[7.9/10] Captain Kirk’s “Risk is our business” speech is, perhaps, the peak of The Original Series. It is, at the very least, the clearest enunciation of the show’s ethos -- that exploration of the great unknown is inherently dangerous and maybe even a little reckless, but that it’s worth it to improve ourselves in the process, to unlock the knowledge of the universe and behold the wonders in contains.

But there is hubris in that sentiment, or at a minimum a certain foolhardiness to it. It assumes that we’re prepared for whatever’s out there, that whatever hornets nests humanity inadvertently kicks on its journey through the stars will be manageable enough that the resulting harms won’t grossly outweigh the glowing benefits we’re chasing out there. To bolt blindly into the skies, push the boundaries of knowledge and understanding, is to risk not just loss but annihiliation, a potential cost that practically became the currency of Star Trek’s big screen outings, but still carries weight in the smaller stakes world of T.V.

“Q Who?” essentially puts Star Trek’s ethos on trial. Q claims to want to join the Enterprise crew, appearing out of nowhere to cause a bit of his usual mischief. But his true goal seems to be his overarching mission -- to test us, to see if we’re worthy of the course humanity has laid out for himself. And what better way to measure whether humanity is truly ready for what lies ahead of it than The Borg.

This episode is the debut of those recurring, half-mechanical monsters who would become the franchise’s biggest big bad until they were nerfed into a standard villain of the week. Even returning to their Star Trek origin here, after we’ve seen beaucoup assimilations, a full-fledged war, and even Borg crewmembers, the steampunk monstrosities make an impression unlike anything Picard and company have faced.

Granted, part of that promise (Q’s promise, mind you), that this is an unprecedented challenge rings a little false. Lord knows that over the course of his five year mission and beyond, Kirk and his crew encountered plenty of what the Starfleet manual refers to as “profoundly weird shit” and, even in just a season and a half, Picard’s Enterprise had some unusual encounters. But The Borg still represent a shift from business as usual that justifies their existence as a distinctive, and arguably unwinnable challenge for our heroes to face here.

The Borg cannot be reasoned with. They cannot be soothed with diplomacy, repelled with superior force, or even run away from. None of Starfleet’s usual tricks will work here. Instead, they are single-minded, both in the sense that they want only to strip-mine humanity for its technological resources, and in that they are a collective intelligence, one that exists as a single consciousness despite the implied presence of thousands of humanoid drones at their disposal.

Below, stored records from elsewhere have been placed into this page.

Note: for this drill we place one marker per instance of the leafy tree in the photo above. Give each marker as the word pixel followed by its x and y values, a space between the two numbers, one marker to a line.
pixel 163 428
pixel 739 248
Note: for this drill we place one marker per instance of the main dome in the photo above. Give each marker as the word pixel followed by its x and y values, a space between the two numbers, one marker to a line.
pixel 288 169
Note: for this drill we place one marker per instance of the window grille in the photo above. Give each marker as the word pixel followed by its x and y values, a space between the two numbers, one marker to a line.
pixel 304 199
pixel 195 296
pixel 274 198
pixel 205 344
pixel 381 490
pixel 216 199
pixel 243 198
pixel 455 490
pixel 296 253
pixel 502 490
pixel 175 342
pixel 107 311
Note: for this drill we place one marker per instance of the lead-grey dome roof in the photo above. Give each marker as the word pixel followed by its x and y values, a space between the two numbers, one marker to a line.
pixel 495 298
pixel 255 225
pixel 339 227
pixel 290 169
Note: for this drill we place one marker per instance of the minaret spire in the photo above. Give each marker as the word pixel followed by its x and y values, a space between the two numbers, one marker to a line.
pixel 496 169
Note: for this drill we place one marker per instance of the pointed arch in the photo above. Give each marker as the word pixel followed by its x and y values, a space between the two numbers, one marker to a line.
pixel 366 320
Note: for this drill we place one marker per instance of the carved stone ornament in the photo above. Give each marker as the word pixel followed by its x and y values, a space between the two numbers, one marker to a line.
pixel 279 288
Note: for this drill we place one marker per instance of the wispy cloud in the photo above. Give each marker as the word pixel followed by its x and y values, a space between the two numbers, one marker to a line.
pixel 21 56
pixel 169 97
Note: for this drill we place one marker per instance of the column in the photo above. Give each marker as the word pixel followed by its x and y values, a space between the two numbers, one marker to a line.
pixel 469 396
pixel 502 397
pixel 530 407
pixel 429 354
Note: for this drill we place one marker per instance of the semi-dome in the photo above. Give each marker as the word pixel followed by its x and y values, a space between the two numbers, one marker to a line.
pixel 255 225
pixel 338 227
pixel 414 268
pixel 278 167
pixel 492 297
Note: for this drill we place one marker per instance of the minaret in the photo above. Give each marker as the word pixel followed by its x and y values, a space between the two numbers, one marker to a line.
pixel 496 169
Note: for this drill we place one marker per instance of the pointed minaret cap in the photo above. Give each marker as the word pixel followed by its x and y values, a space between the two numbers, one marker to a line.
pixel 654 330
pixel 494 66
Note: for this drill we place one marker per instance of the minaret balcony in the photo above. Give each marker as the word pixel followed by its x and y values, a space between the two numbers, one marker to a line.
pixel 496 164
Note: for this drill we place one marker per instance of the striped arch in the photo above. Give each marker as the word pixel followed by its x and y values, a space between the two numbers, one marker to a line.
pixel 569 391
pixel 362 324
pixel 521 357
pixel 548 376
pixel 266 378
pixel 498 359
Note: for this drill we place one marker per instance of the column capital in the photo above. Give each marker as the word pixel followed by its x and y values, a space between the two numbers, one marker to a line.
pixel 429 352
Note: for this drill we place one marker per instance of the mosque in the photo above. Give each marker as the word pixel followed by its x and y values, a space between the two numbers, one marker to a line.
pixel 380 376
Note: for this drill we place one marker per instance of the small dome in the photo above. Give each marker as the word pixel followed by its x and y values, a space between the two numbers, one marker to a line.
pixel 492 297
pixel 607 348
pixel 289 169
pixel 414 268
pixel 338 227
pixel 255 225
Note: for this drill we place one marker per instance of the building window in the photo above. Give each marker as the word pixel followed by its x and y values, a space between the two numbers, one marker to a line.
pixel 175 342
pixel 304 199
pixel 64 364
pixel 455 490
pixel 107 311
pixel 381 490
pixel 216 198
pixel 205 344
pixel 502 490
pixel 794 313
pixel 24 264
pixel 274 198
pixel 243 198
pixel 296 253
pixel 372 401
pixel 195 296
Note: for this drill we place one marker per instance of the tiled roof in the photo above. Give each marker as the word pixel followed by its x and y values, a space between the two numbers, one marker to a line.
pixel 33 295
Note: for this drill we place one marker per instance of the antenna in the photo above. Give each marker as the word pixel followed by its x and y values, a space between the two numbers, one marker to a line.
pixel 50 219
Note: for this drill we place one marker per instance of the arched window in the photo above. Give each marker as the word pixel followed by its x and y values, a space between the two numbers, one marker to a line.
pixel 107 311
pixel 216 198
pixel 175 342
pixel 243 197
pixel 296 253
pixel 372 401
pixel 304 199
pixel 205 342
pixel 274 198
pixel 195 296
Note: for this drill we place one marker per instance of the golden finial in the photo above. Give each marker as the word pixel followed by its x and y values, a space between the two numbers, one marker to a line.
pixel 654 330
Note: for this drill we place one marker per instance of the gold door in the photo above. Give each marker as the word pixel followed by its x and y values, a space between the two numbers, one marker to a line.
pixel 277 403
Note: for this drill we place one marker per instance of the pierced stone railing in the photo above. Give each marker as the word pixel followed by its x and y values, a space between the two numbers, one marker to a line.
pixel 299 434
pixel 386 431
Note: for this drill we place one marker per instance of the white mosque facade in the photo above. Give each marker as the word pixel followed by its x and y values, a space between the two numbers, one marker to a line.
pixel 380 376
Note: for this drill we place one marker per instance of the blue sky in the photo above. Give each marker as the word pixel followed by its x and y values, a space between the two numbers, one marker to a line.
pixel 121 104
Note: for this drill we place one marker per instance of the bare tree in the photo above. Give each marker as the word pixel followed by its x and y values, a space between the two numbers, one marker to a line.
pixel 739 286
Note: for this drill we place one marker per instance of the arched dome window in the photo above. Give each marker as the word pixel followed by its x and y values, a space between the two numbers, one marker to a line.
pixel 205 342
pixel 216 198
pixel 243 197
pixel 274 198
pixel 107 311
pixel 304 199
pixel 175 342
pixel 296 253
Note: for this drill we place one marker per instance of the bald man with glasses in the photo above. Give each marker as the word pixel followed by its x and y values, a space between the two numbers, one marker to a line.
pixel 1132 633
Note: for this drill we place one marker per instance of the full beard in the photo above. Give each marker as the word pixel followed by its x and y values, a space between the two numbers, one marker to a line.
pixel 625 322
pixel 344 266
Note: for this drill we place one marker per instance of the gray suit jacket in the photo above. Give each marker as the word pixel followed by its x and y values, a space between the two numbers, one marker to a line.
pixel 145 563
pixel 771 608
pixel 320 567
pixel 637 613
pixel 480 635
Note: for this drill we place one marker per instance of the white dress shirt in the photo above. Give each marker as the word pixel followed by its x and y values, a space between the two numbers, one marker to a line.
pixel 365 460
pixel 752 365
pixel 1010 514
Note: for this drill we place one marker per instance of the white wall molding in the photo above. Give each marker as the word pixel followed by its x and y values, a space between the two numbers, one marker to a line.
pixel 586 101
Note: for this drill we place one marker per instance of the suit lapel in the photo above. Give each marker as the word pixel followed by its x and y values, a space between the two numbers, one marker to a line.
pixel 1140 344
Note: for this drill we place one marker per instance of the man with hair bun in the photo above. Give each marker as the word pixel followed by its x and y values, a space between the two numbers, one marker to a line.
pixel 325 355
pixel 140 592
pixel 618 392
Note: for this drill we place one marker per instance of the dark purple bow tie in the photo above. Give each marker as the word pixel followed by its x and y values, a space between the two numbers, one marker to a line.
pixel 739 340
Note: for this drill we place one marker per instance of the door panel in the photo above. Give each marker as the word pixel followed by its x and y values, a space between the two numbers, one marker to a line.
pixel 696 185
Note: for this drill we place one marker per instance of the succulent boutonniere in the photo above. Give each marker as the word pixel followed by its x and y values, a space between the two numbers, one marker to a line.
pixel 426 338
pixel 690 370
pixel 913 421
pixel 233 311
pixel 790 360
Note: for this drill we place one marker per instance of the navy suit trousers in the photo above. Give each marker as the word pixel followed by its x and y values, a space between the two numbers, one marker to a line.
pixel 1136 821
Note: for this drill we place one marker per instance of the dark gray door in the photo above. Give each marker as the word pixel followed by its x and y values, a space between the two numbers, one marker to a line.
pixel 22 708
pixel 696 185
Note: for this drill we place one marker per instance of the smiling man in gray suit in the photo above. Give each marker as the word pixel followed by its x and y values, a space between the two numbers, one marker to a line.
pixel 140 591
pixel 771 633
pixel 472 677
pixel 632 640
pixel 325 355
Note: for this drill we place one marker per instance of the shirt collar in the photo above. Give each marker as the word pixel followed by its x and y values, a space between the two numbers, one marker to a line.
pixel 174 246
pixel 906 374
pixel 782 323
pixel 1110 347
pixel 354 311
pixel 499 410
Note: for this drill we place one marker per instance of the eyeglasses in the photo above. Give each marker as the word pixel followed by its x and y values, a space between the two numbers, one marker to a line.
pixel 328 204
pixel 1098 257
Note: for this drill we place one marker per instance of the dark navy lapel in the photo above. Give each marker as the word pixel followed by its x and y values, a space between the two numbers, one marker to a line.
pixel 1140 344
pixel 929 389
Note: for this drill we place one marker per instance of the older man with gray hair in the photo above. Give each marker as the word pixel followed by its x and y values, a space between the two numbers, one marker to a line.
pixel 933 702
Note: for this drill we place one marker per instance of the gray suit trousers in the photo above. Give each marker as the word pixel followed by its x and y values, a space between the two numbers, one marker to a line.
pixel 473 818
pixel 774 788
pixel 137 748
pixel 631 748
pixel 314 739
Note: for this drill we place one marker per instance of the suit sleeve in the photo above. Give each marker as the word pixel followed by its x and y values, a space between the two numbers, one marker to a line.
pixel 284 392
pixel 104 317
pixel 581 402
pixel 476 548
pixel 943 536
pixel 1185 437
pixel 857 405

In that, The Borg represent the philosophical opposite of Starfleet and the Federation. As Picard tells Q, the Federation’s mantra is to seek out new life and new civilizations, whereas The Borg only want to consume the gears and mechanizations that make that mission possible, The Federation believes in strength through collective diversity and individuality, while The Borg consolidate every mind and thought they encounter into a singular whole. The Federation wants to explore, to embrace, to experience the magnitude of the galaxy, while The Borg only want to mine it for parts and consume it.

That’s what makes them the perfect enemy, and it’s a good thing, because “Q Who?” is pretty dramatically inert beyond the ways in which its an introduction for one Star Trek’s most enduring villains. Star Trek is often at its best when the crew du jour is in problem-solving mode, but this is, by definition, an unsolvable problem. So while there’s some building tension as the Enterprise team tries more and different things to engage with or escape from The Borg, all of which eventually fail, for the most part this is just an excuse for the audience to learn more about this weird new enemy.

That’s not to say the episode doesn't have other bits on offer. It’s always fun to see Q screwing with the stuffed shirts of Starfleets. (His “microbrain” exchange with Worf is particularly funny.) This episode introduces Ensign Gomez, who becomes something of a lost thread in the series, but whose overeagerness makes for a nice parallel to Picard’s own brand of the same in this one. And seeing Q recognize Guinan and hint at her deeper, weirder backstory is a cool bit of worldbuilding and character detail for the show.

But Guinan actually plays a vital role in the show. When Q tells Picard that humanity’s not ready for this and that it’s folly to think otherwise, Picard rightfully doesn't trust him. The Captain gives his own “Risk is our business” speech, about the desire to explore stemming not from arrogance, but from resoluteness, from a desire to grow and discover. Who is Q to halt or interfere with what, and why should Picard take him at his word?

Guinan, on the other hand, is an honest broker. And yet, when she tells Picard to be afraid, to get the hell out of there, to run and hide because they’re not ready for this, he ignores her. Instead, his natural inquisitiveness causes him to want to learn more about the Borg, to stick around even after his ship has been ensnared and threatened, to even send three of his best men over to their ship.

That is, in a word, idiotic. It exemplifies the very type of hubris that Q cheerfully yaps about throughout the episode, and the fact that it contradicts Guinan’s warnings, not just their nigh-omnipotent pest, underlines that fact. But rather than Kirk’s or Archer’s foolhardy jaunts that nonetheless worked out just fine because the plot needed them to, recklessness is the point here.

Picard has to be humbled. He can’t get out of this situation using his pluck or his wits or his superior strategy. All he can do is plea to a demigod that if he and his crewmates die, Q won’t be able to gloat to anyone about how he was right. He tells Q that he needs him. He admits that there are things humanity isn’t ready for -- not yet. He earnestly and egolessly asks for help.

That’s what it takes to win the day here -- humility -- something in short supply when Captain James T. Kirk prowled through the skies in a ship without wings. The point of “Q Who?” is that there are costs to these journeys through the stars, threats beyond the capability of what so confident a fleet imagines itself ready to face, and things beyond our imagination or comprehension that we must prepare for in order to have half a chance to withstand.

Part of those costs is the loss of life involved. When given an attaboy by Q, Picard pointedly responds that he could have learned this lesson without the loss of eighteen members of his crew. It’s then that Q delivers the defining words of this series, and maybe even the franchise: “If you can't take a little bloody nose, maybe you ought to go back home, and crawl under your bed. It's not safe out here! It's wondrous...with treasures to satiate desires both subtle and gross; but it's not for the timid.”

There’s a certain irony that this small bit of oratory, that so defines the yin and yang of the series and what its heroes hope to find as they explore the galaxy, comes not from a noble captain or a decorated officer, but from their most irksome antagonist. Q’s pronouncement is The Next Generation’s best reaffirmation and rejoinder to Kirk’s celebration of risk -- a reminder that fortune favors the bold, even in the twenty-fourth century, but also that the delights and chances for enlightenment in the universe lie within a thicket of perils and costs commensurate to all humanity hopes to achieve so far from home.